While the risk of the pact not getting ratified is small, a call by the Council for a constitutional amendment would give Hollande a bigger parliamentary hurdle to clear and could bring old divisions in his Socialist Party over Europe to the fore.
Lawmakers in the party's left wing are calling for an indepth debate on European fiscal integration that could unnerve financial markets just as Hollande tries to convince Berlin he is on board with its road map to closer union.
"Whether or not we have to amend the constitution I think the fiscal pact will be ratified. But opinions vary. We need to open a debate as soon as possible on Europe," said Henri Emmanuelli, a veteran Socialist deputy who voted "No" in France's 2005 referendum on the EU constitution.
"You can't ask people to take a pill without explaining to them what it's for," he said.
Hollande is hoping he can adopt the fiscal pact -- which enshrines tough debt rules for Europe -- via a "super-law" that would hold governments to meeting deficit-cutting targets without needing to tamper with the constitution.
Yet the conservative UMP party supports a constitutional change, which would require a three-fifths majority in a bicameral parliament vote. Even some senior Socialist politicians have suggested an amendment is unavoidable.
"The court will sit all day on Thursday.

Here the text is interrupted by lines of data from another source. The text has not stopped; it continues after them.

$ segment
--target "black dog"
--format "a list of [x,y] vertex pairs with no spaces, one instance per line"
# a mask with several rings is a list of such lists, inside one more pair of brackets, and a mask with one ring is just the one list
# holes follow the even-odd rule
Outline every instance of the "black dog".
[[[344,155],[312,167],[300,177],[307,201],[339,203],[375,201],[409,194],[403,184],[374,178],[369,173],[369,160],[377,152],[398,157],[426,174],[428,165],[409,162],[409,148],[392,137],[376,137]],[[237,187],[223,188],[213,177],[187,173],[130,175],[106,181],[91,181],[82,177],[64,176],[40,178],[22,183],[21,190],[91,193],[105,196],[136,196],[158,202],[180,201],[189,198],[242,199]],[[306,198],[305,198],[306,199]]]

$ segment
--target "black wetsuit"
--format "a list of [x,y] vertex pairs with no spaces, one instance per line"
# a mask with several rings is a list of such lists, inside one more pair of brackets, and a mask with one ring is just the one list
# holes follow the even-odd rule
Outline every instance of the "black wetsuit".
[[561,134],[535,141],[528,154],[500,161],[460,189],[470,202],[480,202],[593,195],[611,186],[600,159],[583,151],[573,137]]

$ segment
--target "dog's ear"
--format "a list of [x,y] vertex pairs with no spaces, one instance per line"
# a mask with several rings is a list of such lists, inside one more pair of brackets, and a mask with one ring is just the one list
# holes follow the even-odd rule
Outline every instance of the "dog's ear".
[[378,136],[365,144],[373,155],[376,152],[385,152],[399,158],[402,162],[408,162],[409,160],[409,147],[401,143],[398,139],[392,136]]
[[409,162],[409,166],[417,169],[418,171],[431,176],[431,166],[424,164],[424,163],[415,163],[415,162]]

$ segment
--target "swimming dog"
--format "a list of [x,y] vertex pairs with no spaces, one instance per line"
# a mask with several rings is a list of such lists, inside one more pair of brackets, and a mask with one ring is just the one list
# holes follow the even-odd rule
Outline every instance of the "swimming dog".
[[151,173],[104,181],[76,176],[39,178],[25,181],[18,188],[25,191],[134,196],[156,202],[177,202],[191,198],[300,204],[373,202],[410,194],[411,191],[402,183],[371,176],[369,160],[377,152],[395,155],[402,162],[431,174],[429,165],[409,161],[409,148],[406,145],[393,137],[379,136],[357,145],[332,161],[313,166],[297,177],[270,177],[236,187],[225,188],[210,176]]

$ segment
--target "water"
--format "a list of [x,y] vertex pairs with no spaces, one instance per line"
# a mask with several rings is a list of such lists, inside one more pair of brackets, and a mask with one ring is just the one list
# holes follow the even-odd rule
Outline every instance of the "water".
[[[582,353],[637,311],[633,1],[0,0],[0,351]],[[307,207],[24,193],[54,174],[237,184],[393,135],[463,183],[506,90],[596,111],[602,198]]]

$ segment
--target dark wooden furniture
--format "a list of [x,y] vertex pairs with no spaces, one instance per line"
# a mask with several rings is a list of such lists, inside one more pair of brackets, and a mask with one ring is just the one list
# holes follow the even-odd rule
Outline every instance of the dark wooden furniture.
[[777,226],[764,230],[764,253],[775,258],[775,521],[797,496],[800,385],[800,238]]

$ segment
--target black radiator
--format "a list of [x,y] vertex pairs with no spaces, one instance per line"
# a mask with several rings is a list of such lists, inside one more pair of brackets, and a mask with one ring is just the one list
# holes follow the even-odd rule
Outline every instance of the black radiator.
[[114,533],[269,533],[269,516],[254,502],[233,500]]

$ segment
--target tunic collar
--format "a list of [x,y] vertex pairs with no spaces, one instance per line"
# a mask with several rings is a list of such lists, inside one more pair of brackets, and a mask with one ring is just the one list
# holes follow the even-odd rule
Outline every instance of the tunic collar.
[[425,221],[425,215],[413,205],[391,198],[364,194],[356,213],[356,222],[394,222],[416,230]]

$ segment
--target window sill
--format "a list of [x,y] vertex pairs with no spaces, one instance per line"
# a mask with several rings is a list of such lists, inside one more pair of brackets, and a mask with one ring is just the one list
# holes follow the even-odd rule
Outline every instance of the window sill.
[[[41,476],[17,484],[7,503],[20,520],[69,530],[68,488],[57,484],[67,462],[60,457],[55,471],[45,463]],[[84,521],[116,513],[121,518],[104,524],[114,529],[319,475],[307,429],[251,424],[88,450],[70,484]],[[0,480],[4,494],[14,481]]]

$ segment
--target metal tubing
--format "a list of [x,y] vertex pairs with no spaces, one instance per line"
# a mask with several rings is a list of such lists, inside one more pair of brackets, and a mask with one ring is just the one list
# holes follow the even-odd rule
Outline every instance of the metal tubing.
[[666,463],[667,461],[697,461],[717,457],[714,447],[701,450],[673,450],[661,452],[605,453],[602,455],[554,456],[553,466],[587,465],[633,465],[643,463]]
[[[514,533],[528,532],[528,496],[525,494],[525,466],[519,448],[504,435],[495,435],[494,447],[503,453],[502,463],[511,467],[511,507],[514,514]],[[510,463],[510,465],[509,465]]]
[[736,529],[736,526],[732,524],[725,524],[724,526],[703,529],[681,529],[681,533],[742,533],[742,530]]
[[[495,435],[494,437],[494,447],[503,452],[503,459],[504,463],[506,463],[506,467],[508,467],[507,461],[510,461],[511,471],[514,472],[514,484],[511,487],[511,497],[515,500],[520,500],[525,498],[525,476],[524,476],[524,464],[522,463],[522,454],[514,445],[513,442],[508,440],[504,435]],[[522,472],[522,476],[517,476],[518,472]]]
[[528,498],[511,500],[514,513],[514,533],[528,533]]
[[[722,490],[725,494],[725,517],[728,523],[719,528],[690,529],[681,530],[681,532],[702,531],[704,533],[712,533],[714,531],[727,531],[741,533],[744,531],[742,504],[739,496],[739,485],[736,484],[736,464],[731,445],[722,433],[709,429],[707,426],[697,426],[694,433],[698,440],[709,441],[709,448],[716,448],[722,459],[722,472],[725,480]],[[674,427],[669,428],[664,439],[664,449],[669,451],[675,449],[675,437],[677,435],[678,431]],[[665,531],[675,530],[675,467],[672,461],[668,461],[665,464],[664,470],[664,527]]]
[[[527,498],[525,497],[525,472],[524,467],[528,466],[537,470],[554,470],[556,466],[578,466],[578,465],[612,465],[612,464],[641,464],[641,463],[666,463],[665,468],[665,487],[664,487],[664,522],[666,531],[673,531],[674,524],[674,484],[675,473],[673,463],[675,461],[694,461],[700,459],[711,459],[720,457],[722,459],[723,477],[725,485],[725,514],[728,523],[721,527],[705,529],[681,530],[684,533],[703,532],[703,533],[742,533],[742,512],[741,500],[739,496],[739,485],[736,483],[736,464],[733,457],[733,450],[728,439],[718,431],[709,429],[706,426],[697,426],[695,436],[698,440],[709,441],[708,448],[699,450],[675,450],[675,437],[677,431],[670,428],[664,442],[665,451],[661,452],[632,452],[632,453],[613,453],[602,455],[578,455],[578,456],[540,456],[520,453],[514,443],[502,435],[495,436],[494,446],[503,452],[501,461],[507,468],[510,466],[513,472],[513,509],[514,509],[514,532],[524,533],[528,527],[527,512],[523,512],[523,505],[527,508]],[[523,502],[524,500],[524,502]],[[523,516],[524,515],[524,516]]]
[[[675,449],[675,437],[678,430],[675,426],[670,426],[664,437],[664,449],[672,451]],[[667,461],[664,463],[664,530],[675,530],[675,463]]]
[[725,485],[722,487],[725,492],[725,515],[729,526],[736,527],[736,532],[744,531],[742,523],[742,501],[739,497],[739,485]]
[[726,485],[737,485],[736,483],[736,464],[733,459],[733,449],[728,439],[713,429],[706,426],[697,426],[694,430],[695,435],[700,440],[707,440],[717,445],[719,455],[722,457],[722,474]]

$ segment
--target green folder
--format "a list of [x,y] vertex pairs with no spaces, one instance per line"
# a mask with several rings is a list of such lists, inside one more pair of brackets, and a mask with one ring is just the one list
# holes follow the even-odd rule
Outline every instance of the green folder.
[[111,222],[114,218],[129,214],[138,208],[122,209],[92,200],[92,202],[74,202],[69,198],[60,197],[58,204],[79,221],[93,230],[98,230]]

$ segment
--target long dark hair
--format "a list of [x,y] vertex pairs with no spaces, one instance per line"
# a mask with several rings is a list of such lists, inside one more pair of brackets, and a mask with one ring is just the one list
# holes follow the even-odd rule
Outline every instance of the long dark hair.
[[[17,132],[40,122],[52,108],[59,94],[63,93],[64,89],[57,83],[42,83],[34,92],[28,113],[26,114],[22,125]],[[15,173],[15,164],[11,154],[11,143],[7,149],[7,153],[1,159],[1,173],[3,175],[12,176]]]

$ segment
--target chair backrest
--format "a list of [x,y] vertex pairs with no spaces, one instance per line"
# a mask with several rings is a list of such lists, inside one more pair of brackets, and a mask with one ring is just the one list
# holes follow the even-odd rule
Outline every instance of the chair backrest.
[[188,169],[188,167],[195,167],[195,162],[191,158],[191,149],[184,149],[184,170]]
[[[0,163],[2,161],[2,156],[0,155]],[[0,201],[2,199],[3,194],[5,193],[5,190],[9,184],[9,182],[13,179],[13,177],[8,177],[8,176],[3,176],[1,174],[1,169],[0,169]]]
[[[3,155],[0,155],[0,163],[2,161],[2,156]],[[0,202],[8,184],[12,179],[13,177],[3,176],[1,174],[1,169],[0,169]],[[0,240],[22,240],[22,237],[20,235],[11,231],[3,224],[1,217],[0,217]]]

Depending how fast deliberations go, a decision will be announced on Thursday evening or on Friday morning," said a source familiar with the situation.
If the Council calls for an amendment, Hollande would be reliant on support from centrist and conservative lawmakers to make up for any eurosceptics on the left and reach the required 60 percent majority.
The alternative, calling a referendum to pass the amendment, would trigger a fraught national debate on the push towards more fiscal and political integration in Europe, an issue that split the Socialist Party in 2005 and remains highly divisive.
Hollande is haunted by his unsuccessful campaign for a "Yes" vote in the 2005 referendum on a European constitution and would likely resist any calls from eurosceptics to hold a public vote.
LAWYERS WORK ON OPTIONS
The fiscal pact signed in March obliges governments to write into national law, preferably at a constitutional level, the obligation to restrict structural deficits to a maximum of 0.5 percent of gross domestic product under normal circumstances.
Hollande, currently vacationing on the 13th-century Mediterranean island fort of Bregancon, hopes that an organic law -- a type of law that has constitutional weight -- obliging the government to meet budget targets would suffice.
The government has a majority in both houses of parliament, meaning it could pass such a law as soon as September.
However, Jean-Jacques Urvoas, the Socialist head of the National Assembly's legal commission, said in July that he believed the EU pact required a constitutional reform.
Because the pact was not signed by Britain or the Czech Republic, it does not fall under a constitutional provision for ceding powers to the 27-nation European Union, he said.
In preparation for a negative outcome, Hollande's legal team is drafting a constitutional clause that would permit the existence of an organic law on budget targets which the president hopes could be passed with minimal debate.
Hollande, who was an outspoken opponent of German-led fiscal austerity during his election campaign, made his acceptance of the pact conditional on the inclusion of a 120-billion-euro package of growth measures, approved by EU leaders in late June.
But the Communist-dominated Left Front, as well as far-left members of the Socialist Party and some members of their Greens Party allies still oppose the fiscal pact as too rigid.
Germany's Constitutional Court is also due to rule on September 12 on the constitutional compatibility of the fiscal pact and a separate agreement to set up a 500 billion euro permanent euro zone bailout fund.